Return all the dates we should have actual history values.

history_dates_actual()

Return all the dates we have actual history values.

history_dates_eventual()

Return all the dates we will eventually have history values.

history_df(fields: list[str] = None, data_point: sigtech.framework.infra.data_adapter.common.DataPoint = None, multicolumn: bool = None) deprecated

Return the object history dataframe.

Parameters
  • fields – list of fields. If not supplied, self.history_fields will be used

  • data_point – optional data point used to load the object history.

  • multicolumn – Deprecated input. This will be removed in future releases.

Returns

pd.DataFrame.

history_end_date() datetime.date

Eventual history end date, truncated to the as of date - the day on which history should end.

history_end_date_actual()

The last date we have an actual value for.

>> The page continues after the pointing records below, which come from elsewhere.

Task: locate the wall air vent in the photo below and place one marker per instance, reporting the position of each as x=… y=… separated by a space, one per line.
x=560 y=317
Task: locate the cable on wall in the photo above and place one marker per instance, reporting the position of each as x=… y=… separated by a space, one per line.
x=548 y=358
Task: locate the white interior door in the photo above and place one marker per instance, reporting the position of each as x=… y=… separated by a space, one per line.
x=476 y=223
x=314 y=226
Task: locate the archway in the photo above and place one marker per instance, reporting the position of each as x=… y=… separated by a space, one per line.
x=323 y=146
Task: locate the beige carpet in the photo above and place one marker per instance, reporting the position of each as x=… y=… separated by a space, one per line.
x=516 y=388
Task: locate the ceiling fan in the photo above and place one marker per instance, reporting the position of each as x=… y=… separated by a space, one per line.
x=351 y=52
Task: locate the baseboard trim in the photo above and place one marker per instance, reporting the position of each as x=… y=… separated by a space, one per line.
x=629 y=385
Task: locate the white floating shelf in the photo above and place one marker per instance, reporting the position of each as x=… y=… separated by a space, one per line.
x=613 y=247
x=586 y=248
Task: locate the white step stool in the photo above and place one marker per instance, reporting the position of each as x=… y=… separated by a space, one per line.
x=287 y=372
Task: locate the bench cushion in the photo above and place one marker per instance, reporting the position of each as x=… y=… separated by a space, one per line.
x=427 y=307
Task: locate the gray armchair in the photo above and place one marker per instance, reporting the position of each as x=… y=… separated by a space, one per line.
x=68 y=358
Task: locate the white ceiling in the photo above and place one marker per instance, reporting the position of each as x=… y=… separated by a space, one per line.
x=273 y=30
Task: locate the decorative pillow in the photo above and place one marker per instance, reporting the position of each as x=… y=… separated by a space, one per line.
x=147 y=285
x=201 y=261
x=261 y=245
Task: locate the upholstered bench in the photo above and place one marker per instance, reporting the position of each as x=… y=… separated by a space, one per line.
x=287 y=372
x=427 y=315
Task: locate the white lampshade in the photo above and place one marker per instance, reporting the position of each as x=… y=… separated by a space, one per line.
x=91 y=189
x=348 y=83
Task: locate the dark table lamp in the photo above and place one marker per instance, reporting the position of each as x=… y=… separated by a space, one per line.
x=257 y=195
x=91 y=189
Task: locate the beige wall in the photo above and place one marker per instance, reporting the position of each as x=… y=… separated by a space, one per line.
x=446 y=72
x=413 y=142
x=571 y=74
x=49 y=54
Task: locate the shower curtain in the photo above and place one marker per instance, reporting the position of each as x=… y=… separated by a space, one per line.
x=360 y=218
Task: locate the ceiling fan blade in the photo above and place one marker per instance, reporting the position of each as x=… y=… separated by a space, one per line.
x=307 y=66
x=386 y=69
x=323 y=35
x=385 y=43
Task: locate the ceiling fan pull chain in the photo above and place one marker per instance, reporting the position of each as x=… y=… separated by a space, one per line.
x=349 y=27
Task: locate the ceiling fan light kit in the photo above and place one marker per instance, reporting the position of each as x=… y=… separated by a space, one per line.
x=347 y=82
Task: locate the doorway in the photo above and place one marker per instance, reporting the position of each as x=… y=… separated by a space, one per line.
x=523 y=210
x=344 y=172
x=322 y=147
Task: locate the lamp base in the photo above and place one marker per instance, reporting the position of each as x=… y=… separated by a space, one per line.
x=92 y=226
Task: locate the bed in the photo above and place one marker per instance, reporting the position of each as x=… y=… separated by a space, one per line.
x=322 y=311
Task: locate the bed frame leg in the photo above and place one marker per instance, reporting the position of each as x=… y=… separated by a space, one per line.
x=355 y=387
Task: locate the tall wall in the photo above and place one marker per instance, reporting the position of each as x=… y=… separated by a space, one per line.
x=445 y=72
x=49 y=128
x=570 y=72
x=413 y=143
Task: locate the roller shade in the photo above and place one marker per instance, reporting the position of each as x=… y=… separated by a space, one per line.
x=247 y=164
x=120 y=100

history_end_date_eventual() datetime.date

Last date for which data will be available - typically date.max if no end date set.

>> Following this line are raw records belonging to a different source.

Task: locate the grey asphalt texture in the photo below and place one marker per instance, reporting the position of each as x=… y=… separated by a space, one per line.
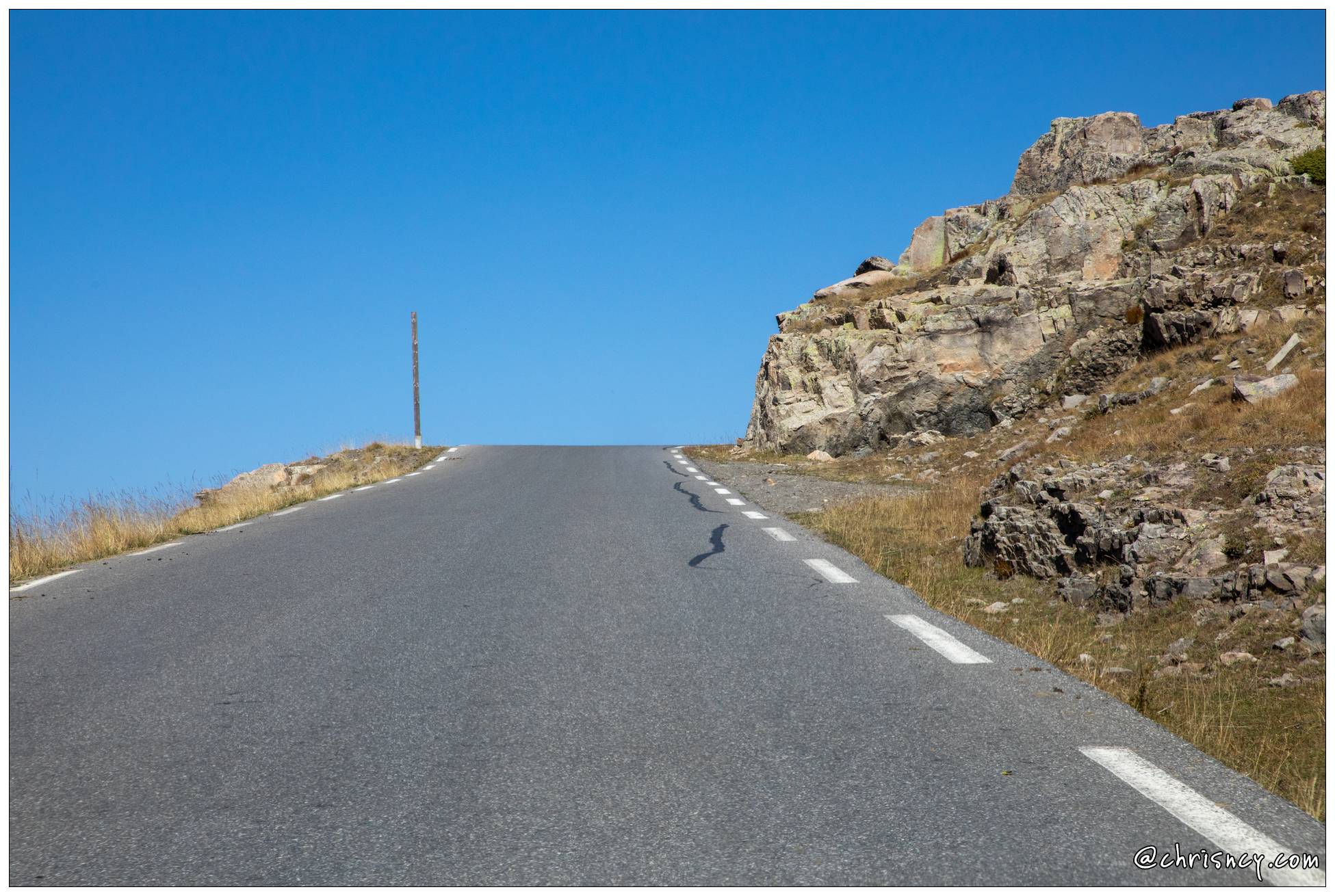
x=557 y=666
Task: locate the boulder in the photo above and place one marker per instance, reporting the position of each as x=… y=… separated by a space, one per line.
x=1254 y=389
x=1295 y=283
x=1314 y=624
x=853 y=285
x=874 y=263
x=1283 y=353
x=270 y=475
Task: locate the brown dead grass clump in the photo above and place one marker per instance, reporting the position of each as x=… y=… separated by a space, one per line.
x=106 y=527
x=1274 y=735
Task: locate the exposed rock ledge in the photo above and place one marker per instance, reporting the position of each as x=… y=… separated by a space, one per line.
x=1087 y=261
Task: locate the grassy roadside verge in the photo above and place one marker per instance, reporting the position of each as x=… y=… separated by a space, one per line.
x=1230 y=709
x=1274 y=735
x=99 y=528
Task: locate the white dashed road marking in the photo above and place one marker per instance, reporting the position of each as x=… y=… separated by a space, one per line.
x=148 y=551
x=1225 y=830
x=943 y=643
x=44 y=580
x=829 y=570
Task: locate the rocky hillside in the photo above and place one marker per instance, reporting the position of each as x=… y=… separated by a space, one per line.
x=1102 y=252
x=1102 y=398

history_end_timestamp() pandas._libs.tslibs.timestamps.Timestamp
Returns

First timestamp for which data should be available

property history_fields: list[str]

The fields of history retrieved for this instrument.

history_schedule() sigtech.framework.schedules.schedule.Schedule

Object describing dates on which history is available and the corresponding delivery times.

Returns

History schedule instance for the instrument.

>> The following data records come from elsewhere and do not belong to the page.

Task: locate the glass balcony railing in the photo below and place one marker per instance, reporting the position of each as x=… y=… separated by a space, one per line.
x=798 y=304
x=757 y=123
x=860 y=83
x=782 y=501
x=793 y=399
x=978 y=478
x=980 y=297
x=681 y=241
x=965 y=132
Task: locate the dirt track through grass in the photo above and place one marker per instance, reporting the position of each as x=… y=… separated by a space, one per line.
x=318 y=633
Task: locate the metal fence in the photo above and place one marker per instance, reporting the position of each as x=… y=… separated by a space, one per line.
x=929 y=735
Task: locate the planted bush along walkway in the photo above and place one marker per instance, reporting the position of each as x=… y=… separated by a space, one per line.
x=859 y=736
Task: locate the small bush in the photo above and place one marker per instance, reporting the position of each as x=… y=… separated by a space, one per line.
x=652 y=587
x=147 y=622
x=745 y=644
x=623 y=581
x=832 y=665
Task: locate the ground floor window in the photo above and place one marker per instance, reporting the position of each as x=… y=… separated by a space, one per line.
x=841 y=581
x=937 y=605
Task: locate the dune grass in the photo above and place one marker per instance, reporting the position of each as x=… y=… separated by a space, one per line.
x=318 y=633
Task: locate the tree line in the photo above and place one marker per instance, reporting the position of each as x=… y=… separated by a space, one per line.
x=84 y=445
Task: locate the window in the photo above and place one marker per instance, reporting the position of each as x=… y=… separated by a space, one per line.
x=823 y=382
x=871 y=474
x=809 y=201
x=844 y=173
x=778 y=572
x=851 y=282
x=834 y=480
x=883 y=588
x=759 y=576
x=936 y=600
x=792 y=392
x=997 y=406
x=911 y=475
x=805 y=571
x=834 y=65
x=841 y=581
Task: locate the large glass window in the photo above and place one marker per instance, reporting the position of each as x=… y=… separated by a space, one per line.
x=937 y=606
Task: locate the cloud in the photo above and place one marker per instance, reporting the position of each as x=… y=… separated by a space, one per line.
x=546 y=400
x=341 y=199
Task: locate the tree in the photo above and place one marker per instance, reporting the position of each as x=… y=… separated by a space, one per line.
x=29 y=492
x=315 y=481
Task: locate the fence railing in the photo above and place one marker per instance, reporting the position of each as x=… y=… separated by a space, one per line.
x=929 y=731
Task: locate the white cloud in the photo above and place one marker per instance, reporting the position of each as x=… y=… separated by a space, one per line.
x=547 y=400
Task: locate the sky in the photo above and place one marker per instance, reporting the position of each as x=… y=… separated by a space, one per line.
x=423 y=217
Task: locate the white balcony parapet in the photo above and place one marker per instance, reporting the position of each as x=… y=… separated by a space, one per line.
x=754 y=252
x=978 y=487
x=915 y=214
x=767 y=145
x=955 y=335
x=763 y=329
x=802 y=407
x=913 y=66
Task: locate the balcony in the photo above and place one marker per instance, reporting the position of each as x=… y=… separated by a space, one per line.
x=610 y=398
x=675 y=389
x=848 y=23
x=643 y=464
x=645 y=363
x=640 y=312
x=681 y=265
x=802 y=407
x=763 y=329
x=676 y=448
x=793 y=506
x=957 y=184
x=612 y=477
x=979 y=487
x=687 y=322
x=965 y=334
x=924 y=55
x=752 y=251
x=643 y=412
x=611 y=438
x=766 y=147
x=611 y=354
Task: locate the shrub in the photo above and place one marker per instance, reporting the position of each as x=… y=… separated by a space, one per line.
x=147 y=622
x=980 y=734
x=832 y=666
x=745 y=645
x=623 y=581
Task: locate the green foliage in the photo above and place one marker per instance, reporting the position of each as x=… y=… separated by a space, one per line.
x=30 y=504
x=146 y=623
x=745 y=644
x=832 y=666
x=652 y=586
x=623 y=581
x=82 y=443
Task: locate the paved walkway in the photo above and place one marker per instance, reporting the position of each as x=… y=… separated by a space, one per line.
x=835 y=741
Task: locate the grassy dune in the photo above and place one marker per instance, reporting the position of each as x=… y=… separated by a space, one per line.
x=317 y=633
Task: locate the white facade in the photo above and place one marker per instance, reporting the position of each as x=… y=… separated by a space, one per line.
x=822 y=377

history_start_date() datetime.date

First date for which data should be available.

history_start_timestamp() pandas._libs.tslibs.timestamps.Timestamp
Returns

First timestamp for which data should be available

html_report()

Abstract method to add a custom html report to the strategy. This can be viewed when deployed.

The method should return a html string.

property identifier: sigtech.framework.infra.data_adapter.identifier.Identifier

Return the object identifier.

info() dict

Return a dictionary with useful object information.

property input_parameters

Values of initial input parameters entered when creating the instance.

property inspect

Return an InspectWrapper interface to inspect positions and actions of a strategy.

instrument_execution_dt_from_datetime(instrument, dt)

Return the earliest execution point of the instrument after the input decision datetime.

Parameters
  • dt – Input datetime.

  • instrument – Target instrument object to be traded.

Returns

Datetime.

property instrument_type

Classification using class name of strategies.

property internal_id

Ticker - i.e. part of name determining content of the class. For types with saved reference data - ticker will be self._ticker. For software types - ticker should be calculated.

intraday_history(field=None, period=None, start_dt=None, end_dt=None, daily_timeseries_time=None, daily_timeseries_tz=None, filter_by_trading_sessions=False, timezone=None, convert_yield_to_price=True)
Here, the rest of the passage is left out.